Our study was limited by the nature of the database that we used. Unfortunately, as the NIS records instances of hospitalization rather than individual patient cases (i.e. one patient may have accounted for several admissions), we are unable to calculate the incidence or prevalence of disease, thus restricting our overall findings. Another significant limitation of our study was the inability to distinguish autoimmune PAP from other causes of PAP, such as secondary PAP, which has a significantly worse prognosis. Unfortunately, the ICD-9 code used for billing PAP (previously 516, now J84.01) does not differentiate between these conditions. However, because autoimmune PAP accounts for >90% of cases with a low incidence of comorbid conditions, it can be hypothesized that our select NIS subgroup does accurately reflect the general population of PAP at large. Finally, we were unable to analyze other clinical factors of interest, such as smoking status, laboratory work, or diagnostic studies, because the diagnosis of PAP relied heavily on the accuracy of medical billing rather than confirmatory levels of GM-CSF autoantibodies.

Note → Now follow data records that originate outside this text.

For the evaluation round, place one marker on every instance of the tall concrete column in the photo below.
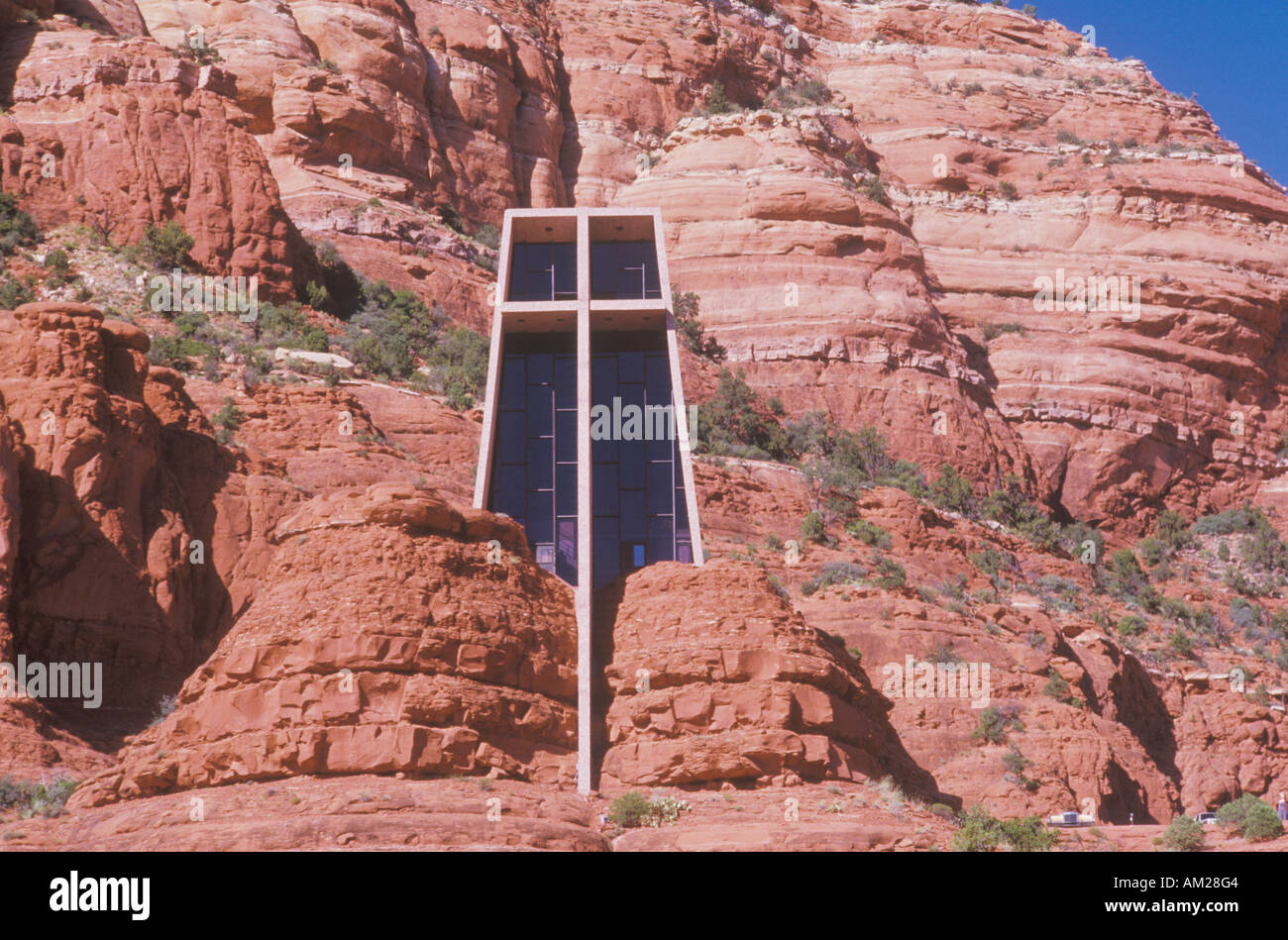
(585, 511)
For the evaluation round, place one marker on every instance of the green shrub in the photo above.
(1180, 644)
(1184, 835)
(799, 94)
(391, 330)
(14, 294)
(1057, 687)
(1010, 507)
(458, 365)
(17, 228)
(875, 189)
(165, 248)
(717, 102)
(732, 423)
(1173, 531)
(1252, 818)
(991, 561)
(37, 798)
(688, 326)
(980, 832)
(868, 533)
(318, 296)
(1131, 625)
(170, 352)
(632, 810)
(953, 492)
(890, 574)
(811, 528)
(996, 722)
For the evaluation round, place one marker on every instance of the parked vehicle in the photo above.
(1069, 819)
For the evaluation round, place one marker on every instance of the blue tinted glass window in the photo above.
(604, 489)
(632, 514)
(566, 548)
(541, 516)
(630, 367)
(541, 465)
(566, 436)
(566, 489)
(565, 376)
(540, 411)
(513, 382)
(660, 490)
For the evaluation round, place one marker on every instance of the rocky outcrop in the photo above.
(103, 568)
(119, 133)
(713, 678)
(390, 634)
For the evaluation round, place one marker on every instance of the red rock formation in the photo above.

Still, there are several benefits to utilizing this rich database, including the fact that it contains one of the largest collections of PAP hospitalizations in existence. By sheer sample size alone, the NIS database allows us to study rare conditions such as PAP and its associated treatment costs, thus allowing us to calculate the economic impact of the disease.
Based on the descriptive characteristics of this cohort, we found that our cohort of PAP admissions were associated with a shorter LOS and mortality rate than other studies have found. This information may be useful for clinicians as they consider elective admissions for complex medical procedures, such as whole lung lavage and weigh the risks and benefits of this decision in a rare condition such as PAP.